These two breakthroughs, however, are not even related to the true reasons for which Suess is famous in the Earth sciences. The first of these reasons is Suess’s development and later refinement of the carbon-14 (radiocarbon) method of isotopic dating. He determined experimentally that the relative concentrations of carbon-14 and nitrogen-14 could determine the absolute age of organic matter within the past 5,000 years or so. This method is now used extensively in archaeology as well as recent geologic features and processes. Papers on this research include, “Radiocarbon in Tree Rings,” among others. Suess also collaborated with roger revelle to document the increase of carbon dioxide in the atmosphere and the greenhouse effect. The way that Suess determined the amount of added industrial carbon was by using isotopes. Because industry relies so heavily on fossil fuels, the carbon introduced into the atmosphere comes from old sources (oil, gas, and coal) rather than wood. Old carbon has no radioactive isotopes because it has all decayed away. Therefore the component of radioactive carbon in the atmosphere is continually diluted by the addition of nonradioactive carbon. Wood from 1890 is used as the standard against which the atmospheric carbon is compared. This dilution is referred to as the “industrial effect” or the “Suess effect.” This and other work on radioactive elements are included in the paper “Radioactivity of the Atmosphere and Hydrosphere.”

Hans Suess was born on December 16, 1909, in Vienna, Austria. He was the son of Franz Suess, a former professor of geology at the University of Vienna, Austria, and the grandson of Ed-uard Suess, who wrote the book, The Face of the Earth, an early work on geochemistry. Even though he had geology in his blood, Hans Suess studied chemistry and physics at the University of Vienna through graduate school. He graduated with a Ph.D. in chemistry in 1935. He was a postdoctoral fellow at the Institute of Chemical Technology in Zurich and the First Chemical University Laboratory in Vienna. In 1938, Suess joined the faculty at the University of Hamburg, Germany, in physical chemistry. He married Ruth Viola Teutenberg in 1940; they would have two children.
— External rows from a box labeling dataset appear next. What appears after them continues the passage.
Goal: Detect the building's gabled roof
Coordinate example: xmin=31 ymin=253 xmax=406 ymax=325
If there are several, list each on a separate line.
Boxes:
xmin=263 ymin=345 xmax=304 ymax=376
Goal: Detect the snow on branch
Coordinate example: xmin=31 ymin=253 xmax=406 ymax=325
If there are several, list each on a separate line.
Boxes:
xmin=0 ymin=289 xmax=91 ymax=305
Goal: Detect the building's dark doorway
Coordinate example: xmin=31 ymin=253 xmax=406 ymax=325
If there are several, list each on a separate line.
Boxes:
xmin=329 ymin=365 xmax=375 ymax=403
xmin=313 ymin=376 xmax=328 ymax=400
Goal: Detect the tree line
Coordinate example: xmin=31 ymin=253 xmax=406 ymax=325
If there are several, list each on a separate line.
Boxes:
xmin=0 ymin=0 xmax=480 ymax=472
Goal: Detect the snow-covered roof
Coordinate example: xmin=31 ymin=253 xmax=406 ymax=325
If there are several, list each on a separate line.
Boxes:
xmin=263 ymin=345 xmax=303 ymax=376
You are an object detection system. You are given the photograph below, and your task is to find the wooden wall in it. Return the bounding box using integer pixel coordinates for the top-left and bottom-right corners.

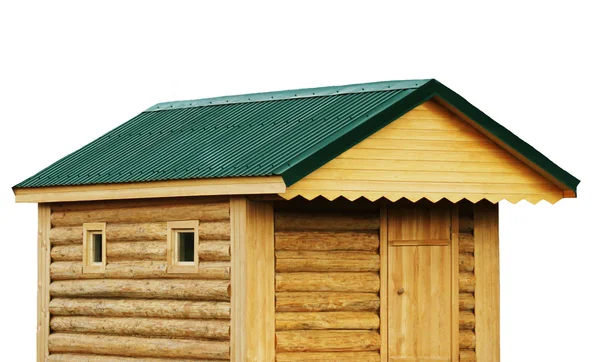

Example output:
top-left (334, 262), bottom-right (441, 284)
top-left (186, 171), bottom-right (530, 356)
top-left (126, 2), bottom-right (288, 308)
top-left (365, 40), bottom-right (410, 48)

top-left (282, 100), bottom-right (563, 203)
top-left (458, 202), bottom-right (477, 362)
top-left (275, 201), bottom-right (381, 362)
top-left (48, 198), bottom-right (231, 362)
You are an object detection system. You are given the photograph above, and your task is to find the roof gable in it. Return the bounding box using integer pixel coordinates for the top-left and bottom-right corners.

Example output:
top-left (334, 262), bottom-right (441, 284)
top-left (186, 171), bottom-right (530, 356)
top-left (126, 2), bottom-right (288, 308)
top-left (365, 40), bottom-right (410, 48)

top-left (282, 100), bottom-right (563, 203)
top-left (15, 80), bottom-right (579, 204)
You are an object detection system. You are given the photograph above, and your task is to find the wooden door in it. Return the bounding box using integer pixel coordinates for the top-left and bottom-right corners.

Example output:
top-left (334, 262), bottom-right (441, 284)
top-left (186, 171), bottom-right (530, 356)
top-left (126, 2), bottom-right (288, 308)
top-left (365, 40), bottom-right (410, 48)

top-left (387, 208), bottom-right (454, 362)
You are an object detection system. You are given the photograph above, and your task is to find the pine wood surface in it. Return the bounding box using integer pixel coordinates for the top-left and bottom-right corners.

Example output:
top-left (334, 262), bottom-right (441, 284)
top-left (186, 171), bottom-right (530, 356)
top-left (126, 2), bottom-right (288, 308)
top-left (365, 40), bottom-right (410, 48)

top-left (282, 100), bottom-right (563, 203)
top-left (48, 198), bottom-right (231, 361)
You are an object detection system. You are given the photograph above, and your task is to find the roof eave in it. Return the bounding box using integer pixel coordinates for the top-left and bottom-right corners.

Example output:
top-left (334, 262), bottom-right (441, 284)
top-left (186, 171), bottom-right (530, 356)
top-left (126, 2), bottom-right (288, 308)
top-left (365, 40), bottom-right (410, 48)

top-left (13, 176), bottom-right (286, 203)
top-left (276, 79), bottom-right (580, 197)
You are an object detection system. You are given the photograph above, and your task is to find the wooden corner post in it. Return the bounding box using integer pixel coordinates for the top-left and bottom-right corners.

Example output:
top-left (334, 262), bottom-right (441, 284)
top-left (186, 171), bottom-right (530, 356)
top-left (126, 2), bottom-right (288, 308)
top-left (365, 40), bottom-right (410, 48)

top-left (231, 197), bottom-right (275, 362)
top-left (473, 201), bottom-right (500, 362)
top-left (36, 204), bottom-right (50, 362)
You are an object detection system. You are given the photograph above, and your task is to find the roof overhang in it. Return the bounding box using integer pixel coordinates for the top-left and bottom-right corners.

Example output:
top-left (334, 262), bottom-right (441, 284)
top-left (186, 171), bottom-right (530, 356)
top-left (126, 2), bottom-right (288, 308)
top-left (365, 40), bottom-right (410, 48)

top-left (13, 176), bottom-right (286, 203)
top-left (275, 79), bottom-right (580, 197)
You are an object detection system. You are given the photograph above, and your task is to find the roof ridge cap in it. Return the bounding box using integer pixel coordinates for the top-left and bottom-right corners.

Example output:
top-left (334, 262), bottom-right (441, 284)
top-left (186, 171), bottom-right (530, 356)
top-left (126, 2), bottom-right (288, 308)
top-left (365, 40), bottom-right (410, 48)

top-left (144, 79), bottom-right (433, 112)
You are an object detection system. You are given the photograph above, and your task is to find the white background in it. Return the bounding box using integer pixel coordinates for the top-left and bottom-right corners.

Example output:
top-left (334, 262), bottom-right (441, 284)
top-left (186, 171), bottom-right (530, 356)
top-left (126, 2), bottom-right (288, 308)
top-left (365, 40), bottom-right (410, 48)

top-left (0, 1), bottom-right (600, 362)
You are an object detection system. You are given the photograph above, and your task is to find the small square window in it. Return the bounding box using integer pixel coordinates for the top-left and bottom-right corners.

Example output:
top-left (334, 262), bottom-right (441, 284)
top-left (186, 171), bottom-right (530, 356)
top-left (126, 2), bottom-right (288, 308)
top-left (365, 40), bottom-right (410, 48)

top-left (83, 223), bottom-right (106, 273)
top-left (167, 220), bottom-right (198, 273)
top-left (92, 233), bottom-right (102, 264)
top-left (177, 231), bottom-right (196, 263)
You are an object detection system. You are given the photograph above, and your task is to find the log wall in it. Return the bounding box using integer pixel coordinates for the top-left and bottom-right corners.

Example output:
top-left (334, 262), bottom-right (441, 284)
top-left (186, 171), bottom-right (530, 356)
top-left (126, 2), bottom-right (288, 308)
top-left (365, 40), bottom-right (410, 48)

top-left (48, 198), bottom-right (231, 361)
top-left (275, 198), bottom-right (381, 362)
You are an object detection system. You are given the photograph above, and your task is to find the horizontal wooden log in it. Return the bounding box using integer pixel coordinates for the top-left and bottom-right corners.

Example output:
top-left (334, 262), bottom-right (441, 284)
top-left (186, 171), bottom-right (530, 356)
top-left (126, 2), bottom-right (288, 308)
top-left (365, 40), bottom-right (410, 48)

During World War II, Suess was enlisted into a group of German scientists who were charged with developing atomic weapons. He was also a scientific adviser to the heavy water plant in Vermok, Norway. In 1950, Suess was coaxed to immigrate to the United States where he spent time at the University of Chicago, Illinois, as a research associate working with Nobel laureate Harold Urey. He obtained a position as a physical chemist with the U.S. Geological Survey in 1951 but accepted an offer from Roger Revelle to join the Scripps Institution of Oceanography in La Jolla, California, in 1955. He became one of the first four professors appointed to the faculty at the University of California at San Diego when it was established in 1958 by Roger Revelle. He retired to professor emeritus in 1977, but remained active through the rest of his life including as a visiting scientist at the Geophysical Laboratory at the Carnegie Institution of Washington, D.C. Hans Suess died on September 20, 1993.

Hans Suess was very productive during his career, having been an author of more than 150 scientific articles. Until 1950, nearly all articles were in German and even after that some were. Several of these papers are benchmarks in science on radiocarbon dating, the greenhouse effect, the nuclear shell model, and the origin and synthesis of the elements. Suess was recognized for his contributions to science with several prestigious honors and awards. He was a member of the National Academy of Sciences, the American Academy of Arts and Science, the Heidelberg Academy of Science, and the Austrian Academy of Science. He was awarded an honorary doctoral degree from Queens University in Belfast, Ireland, in 1980. He received the V.M. Goldschmidt Medal from the Geochemical Society, the Leonard Medal from the International Meteoritical Society, the Von Humboldt Prize from the Humboldt Society, and a Guggenheim Fellowship.